Dean saw the change of behaviour and started waving at Eric, trying to re-focus his attention. “Eric. Eric. That isn’t an answer. It’s never an answer. Please. Stay with me and let’s talk. There has to be something I can do to help?”


Stopping his swaying Eric turned his head towards Dean, staring deep into his eyes. “Let me go,” he said simply.


A sincere, inviting smile spread across Dean’s face. “Eric you’re not under arrest. You’ve done nothing wrong. Of course you can go. Let’s just get you down. Warm. Safe. Figure the rest out from there?”


It was Eric’s turn to smile, his features stretched and manic. “Do you think I don’t realise we’ve been here before Dean?” he spat back through the wind, only processing what he’d said as the words fell out of him.
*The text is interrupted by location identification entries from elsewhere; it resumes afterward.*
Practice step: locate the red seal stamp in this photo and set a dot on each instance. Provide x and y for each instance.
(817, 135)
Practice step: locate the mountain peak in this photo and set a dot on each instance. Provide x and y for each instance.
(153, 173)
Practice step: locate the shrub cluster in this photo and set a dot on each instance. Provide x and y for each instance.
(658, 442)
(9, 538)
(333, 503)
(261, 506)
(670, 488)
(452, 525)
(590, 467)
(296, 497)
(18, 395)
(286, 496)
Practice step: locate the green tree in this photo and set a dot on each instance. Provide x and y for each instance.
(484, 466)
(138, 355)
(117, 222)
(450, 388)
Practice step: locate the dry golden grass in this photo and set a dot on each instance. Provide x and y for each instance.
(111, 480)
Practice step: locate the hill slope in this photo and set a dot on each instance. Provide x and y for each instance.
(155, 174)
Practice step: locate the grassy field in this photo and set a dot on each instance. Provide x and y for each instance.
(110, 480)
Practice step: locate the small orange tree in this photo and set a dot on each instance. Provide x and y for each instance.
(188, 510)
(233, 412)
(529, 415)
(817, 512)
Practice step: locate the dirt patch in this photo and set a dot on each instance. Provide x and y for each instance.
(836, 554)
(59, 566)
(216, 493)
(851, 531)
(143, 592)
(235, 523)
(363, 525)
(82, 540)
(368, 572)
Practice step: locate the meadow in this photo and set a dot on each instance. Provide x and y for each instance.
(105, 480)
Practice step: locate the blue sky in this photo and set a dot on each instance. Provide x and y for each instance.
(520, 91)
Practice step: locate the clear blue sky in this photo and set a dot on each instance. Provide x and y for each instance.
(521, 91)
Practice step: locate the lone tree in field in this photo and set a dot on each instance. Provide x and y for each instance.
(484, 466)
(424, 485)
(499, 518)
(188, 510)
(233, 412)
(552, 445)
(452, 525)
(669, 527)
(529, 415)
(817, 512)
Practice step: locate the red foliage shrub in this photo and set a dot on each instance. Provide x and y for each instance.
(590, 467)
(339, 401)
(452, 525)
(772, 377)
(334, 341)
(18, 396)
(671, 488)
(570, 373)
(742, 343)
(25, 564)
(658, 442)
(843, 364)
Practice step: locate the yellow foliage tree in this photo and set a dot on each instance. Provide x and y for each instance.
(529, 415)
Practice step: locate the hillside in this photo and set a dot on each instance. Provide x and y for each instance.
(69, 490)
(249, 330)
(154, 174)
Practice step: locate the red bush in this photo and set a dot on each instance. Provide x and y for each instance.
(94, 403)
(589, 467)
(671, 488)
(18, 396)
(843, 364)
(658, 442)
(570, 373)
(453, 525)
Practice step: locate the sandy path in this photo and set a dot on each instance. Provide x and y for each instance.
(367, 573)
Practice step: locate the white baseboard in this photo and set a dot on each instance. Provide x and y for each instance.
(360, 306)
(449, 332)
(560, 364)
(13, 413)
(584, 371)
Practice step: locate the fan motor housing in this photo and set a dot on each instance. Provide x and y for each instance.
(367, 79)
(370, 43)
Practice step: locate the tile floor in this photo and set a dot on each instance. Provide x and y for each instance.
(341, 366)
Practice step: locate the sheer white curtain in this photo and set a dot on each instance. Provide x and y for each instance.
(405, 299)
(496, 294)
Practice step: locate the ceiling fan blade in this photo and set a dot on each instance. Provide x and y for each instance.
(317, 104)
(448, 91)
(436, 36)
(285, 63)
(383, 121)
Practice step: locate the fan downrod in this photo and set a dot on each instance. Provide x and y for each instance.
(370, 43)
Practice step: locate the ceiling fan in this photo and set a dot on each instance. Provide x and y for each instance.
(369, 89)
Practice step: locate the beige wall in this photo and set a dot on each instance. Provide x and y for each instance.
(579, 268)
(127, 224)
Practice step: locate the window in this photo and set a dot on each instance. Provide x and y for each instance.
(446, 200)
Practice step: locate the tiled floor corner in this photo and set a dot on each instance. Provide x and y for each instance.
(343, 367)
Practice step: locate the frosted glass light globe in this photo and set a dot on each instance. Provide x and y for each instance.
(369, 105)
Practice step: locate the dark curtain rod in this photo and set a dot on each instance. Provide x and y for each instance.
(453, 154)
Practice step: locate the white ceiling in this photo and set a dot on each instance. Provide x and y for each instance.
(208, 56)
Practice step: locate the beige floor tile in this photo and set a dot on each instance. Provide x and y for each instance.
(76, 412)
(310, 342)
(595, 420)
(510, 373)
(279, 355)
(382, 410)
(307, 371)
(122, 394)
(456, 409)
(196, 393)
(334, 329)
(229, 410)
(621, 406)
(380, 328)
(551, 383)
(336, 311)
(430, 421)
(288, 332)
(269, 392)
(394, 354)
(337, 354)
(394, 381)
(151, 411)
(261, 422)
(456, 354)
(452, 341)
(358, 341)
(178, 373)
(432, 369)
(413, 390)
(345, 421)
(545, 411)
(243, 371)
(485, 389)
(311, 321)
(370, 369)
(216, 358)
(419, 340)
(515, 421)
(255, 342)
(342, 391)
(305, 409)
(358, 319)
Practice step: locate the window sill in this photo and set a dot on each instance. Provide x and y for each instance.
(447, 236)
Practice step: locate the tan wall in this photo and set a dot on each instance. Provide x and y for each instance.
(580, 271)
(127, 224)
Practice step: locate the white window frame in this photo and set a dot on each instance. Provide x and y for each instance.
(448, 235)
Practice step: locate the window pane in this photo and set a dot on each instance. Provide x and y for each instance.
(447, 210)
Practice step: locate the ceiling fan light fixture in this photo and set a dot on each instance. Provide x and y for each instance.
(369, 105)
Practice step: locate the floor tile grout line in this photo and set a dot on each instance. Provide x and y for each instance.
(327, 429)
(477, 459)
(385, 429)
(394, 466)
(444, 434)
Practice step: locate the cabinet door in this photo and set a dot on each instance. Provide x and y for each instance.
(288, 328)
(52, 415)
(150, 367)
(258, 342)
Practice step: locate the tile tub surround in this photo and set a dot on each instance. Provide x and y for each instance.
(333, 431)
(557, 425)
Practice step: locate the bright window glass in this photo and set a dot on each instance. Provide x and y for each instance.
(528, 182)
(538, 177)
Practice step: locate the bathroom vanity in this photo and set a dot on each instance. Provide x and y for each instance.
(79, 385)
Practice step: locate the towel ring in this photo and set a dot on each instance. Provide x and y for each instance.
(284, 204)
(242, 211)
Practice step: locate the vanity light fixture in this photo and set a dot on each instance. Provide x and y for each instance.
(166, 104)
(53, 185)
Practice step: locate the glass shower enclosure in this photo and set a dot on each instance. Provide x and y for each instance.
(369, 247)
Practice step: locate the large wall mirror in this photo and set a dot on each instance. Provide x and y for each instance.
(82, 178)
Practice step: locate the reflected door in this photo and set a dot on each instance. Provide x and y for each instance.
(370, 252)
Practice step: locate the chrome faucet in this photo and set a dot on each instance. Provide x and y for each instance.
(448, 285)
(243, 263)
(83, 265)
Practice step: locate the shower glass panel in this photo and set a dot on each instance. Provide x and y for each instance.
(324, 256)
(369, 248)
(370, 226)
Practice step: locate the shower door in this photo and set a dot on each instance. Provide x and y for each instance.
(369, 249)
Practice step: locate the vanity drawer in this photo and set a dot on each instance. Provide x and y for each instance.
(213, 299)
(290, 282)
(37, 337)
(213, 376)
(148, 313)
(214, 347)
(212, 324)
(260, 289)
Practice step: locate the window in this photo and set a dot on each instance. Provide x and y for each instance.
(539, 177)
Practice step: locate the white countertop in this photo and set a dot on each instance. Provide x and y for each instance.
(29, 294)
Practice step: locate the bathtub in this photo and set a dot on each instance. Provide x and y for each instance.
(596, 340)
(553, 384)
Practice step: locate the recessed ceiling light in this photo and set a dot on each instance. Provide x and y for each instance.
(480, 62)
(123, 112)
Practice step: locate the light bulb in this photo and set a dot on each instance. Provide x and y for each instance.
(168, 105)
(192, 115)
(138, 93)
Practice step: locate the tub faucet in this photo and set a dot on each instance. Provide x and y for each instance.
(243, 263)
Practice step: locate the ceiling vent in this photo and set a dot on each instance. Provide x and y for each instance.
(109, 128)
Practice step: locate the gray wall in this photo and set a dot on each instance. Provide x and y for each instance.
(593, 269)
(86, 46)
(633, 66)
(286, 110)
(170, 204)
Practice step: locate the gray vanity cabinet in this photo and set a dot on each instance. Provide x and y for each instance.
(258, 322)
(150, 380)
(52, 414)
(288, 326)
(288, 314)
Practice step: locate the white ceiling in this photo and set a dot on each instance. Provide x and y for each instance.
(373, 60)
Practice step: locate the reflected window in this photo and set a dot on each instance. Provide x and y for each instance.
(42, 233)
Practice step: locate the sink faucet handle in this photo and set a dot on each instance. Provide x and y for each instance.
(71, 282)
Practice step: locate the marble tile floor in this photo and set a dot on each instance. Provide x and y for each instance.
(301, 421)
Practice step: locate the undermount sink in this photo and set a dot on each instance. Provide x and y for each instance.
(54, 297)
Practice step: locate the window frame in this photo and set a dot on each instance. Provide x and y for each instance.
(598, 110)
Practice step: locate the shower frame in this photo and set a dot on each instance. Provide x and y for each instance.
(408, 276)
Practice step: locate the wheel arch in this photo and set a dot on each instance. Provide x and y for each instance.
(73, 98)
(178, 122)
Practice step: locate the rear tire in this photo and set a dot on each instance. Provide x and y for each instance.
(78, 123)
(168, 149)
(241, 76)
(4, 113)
Dean visibly sighed and shook his head. “Then why do it again Eric? Let me help you,” he replied looking down from the platform to the road some 150 feet below. “Please,” he called. “This is no answer Eric. You will not find what you are looking for like this.”


Now focused solely on Dean, Eric’s face contorted; a parade of fear and resolve battling across his features in involuntary response to a body preparing to defy all its natural programming. Adrenalin exploded through his system and energy surged to the cold, aching muscles of his arms, which then bunched for one final act. He pushed forward on that moment’s instinct, and as gravity took his body beyond the possibility of any change of mind, a resolute Eric, who in this last act seemed to remember himself, called back.


“Neither will you.”


Face now expressionless, Dean watched Eric fall. For long moments he remained still on the platform. Finally he shook his head, looked into the black starless sky above him and said, “Reset.”